Chechnya: Putin's Peace Plan Seems Doomed to Backfire
Russian President Vladimir V. Putin reacted fiercely to Moscow's first-ever suicide bombing on July 5. "There is no point in trying to cure these people. They need to be dug out of the cellars and caves in which they hide and be wiped out," he declared at a government meeting two days after two women blew themselves up outside a Moscow rock festival, killing at least 14. One of the bombers was confirmed as a resident of the breakaway republic of Chechnya.
The timing of the suicide attack may have been coincidental. But it came just a day after Putin announced his plan to hold a presidential election in Chechnya on Oct. 5. The controversial scheme is the latest step in his four-year effort to settle Russia's 11-year conflict with Chechen separatists, which has killed more than 14,500 Russian soldiers and tens of thousands of Chechen civilians. Putin wants to install what he calls a "legitimate government" in Chechnya -- an elected one that would replace the current Moscow-appointed administration but still swear allegiance to the Russian Federation.
Achieving that goal is important to Putin because he plans to run for reelection next spring, and his supporters in Parliament face elections this December. Putin built his political reputation pledging to take a tough line to end the Chechen conflict, and voters are still waiting for results. Western leaders, including George W. Bush, are also concerned about the outcome: Islamic militants the world over increasingly identify the Chechen struggle as part of their crusade against "infidel" civilizations. "I don't think anyone relishes the prospect of an independent Chechen state," says U.S. Ambassador to Russia Alexander Vershbow.
But Putin's peace plan, as it now stands, seems doomed to backfire, and could even lead to more violence. The reason is that the plan seems crafted to stage the triumph of the sole Chechen leader whose authority the Kremlin recognizes: Akhmad Kadyrov, whom Putin appointed three years ago to head the regional administration. Putin appears determined to freeze out of the process anti-Kadyrov leaders such as the prominent separatist Aslan Maskhadov. Even though Maskhadov condemns suicide bombings, Putin views him as a terrorist and has spurned his offer for talks to end the war.

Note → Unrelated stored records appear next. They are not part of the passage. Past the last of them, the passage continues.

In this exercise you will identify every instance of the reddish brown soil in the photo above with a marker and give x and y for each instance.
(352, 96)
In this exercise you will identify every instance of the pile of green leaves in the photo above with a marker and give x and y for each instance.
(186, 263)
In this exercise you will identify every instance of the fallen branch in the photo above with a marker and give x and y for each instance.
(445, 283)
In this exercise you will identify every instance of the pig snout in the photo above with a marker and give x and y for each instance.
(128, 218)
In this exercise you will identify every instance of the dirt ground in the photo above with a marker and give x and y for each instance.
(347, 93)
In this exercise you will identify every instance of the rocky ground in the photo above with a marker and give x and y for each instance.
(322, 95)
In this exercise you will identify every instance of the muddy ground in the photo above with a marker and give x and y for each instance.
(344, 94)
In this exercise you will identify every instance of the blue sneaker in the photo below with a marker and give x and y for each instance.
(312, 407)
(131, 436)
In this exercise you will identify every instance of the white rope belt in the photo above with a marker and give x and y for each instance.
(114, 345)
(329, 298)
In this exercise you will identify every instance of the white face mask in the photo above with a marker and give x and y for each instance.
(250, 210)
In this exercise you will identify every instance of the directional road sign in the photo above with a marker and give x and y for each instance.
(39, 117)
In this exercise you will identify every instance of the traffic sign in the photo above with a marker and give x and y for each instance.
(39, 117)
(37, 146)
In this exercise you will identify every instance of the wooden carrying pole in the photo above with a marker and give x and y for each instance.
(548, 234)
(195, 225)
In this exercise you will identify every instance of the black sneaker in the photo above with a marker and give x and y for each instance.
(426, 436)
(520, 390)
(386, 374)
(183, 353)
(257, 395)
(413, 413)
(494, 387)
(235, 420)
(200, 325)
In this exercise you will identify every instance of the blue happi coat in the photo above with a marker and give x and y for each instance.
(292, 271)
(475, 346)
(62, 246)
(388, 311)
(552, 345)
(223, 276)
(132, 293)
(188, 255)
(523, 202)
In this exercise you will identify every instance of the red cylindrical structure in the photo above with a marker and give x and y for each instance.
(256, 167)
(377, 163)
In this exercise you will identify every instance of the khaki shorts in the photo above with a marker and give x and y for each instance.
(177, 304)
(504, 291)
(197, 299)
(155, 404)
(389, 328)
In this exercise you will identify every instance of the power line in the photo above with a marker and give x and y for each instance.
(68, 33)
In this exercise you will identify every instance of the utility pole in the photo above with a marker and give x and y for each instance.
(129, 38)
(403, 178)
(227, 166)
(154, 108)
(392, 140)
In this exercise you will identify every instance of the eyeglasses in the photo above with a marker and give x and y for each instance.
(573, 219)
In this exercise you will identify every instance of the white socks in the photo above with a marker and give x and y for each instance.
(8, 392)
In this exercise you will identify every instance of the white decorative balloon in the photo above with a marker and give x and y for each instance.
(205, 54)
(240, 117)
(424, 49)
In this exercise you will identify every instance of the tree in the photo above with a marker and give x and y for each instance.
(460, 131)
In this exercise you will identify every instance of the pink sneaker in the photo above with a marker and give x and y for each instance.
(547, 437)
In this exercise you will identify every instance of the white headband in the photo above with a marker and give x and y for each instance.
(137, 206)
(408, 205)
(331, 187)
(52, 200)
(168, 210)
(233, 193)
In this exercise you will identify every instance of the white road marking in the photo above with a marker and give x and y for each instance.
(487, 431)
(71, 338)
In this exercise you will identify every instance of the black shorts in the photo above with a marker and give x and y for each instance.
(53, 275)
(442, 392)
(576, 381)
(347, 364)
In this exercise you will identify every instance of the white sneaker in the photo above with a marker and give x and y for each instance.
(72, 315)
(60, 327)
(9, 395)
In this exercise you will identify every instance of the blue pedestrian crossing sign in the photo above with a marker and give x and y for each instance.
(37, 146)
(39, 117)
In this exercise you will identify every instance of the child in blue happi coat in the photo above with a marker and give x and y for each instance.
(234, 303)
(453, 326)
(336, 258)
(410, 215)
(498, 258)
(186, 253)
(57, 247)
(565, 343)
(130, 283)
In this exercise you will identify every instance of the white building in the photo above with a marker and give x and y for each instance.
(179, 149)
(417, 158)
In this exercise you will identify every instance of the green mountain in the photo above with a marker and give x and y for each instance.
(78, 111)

Critics say that's a mistake. Russian parliamentarian Sergei Kovalyov, a longtime Chechnya watcher, believes no settlement is possible without participation from top rebel leaders. The first step, he advises, should be talks to achieve a cease-fire, if necessary mediated by international groups. An election viewed by anti-Kadyrov forces as a scam could well stiffen rebel opposition. Another problem with the Kremlin's apparent favoritism of Kadyrov is that he is distrusted by ordinary Chechens. As the mufti or religious leader of Chechnya in the mid-1990s, he called for an Islamic jihad against Russia. Now he's preaching against separatism while building a power base with the Kremlin's help. "Chechens realize that such a person could betray them again," says Sergei Khaikin, an independent Moscow pollster who visits Chechnya frequently.

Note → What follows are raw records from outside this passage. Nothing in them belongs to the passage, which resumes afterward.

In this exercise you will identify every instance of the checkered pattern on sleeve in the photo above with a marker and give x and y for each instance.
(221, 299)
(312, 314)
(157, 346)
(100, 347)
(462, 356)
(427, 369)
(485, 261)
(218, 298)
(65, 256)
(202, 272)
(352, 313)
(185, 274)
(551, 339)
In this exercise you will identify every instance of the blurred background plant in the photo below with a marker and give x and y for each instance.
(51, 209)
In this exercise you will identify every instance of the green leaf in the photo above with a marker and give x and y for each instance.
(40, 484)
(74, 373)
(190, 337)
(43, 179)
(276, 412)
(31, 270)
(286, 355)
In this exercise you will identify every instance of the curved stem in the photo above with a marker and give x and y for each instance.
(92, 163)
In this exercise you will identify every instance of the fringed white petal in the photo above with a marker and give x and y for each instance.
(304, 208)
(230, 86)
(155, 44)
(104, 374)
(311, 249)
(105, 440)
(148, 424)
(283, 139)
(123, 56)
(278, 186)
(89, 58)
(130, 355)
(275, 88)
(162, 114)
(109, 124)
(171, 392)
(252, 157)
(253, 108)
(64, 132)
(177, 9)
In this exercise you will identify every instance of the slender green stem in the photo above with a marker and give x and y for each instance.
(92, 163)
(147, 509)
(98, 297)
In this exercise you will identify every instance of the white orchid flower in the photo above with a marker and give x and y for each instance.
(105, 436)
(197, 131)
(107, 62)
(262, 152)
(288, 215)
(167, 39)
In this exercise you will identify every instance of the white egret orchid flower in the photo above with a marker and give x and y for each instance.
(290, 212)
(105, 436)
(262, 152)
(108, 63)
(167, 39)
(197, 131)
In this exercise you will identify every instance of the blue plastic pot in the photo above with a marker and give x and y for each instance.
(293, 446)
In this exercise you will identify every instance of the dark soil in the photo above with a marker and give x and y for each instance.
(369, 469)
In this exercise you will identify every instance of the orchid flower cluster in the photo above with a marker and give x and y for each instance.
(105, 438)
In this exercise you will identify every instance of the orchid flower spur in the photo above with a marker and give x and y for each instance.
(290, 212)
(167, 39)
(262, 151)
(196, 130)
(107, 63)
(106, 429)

Strangely enough, if Putin were to allow genuinely open elections, they might expose the separatist cause as bereft of public backing. Khaikin says a silent majority of war-exhausted Chechens, perhaps 70%, favors a long-term solution in which Chechnya remains part of Russia. Many believe Chechnya is too weak to survive independently. Others say the cause of armed insurrection is futile.
Putin's hope is that the next few months will mark a turning point in the Chechen conflict. But few Russians, Chechens, or Westerners should count on that outcome yet.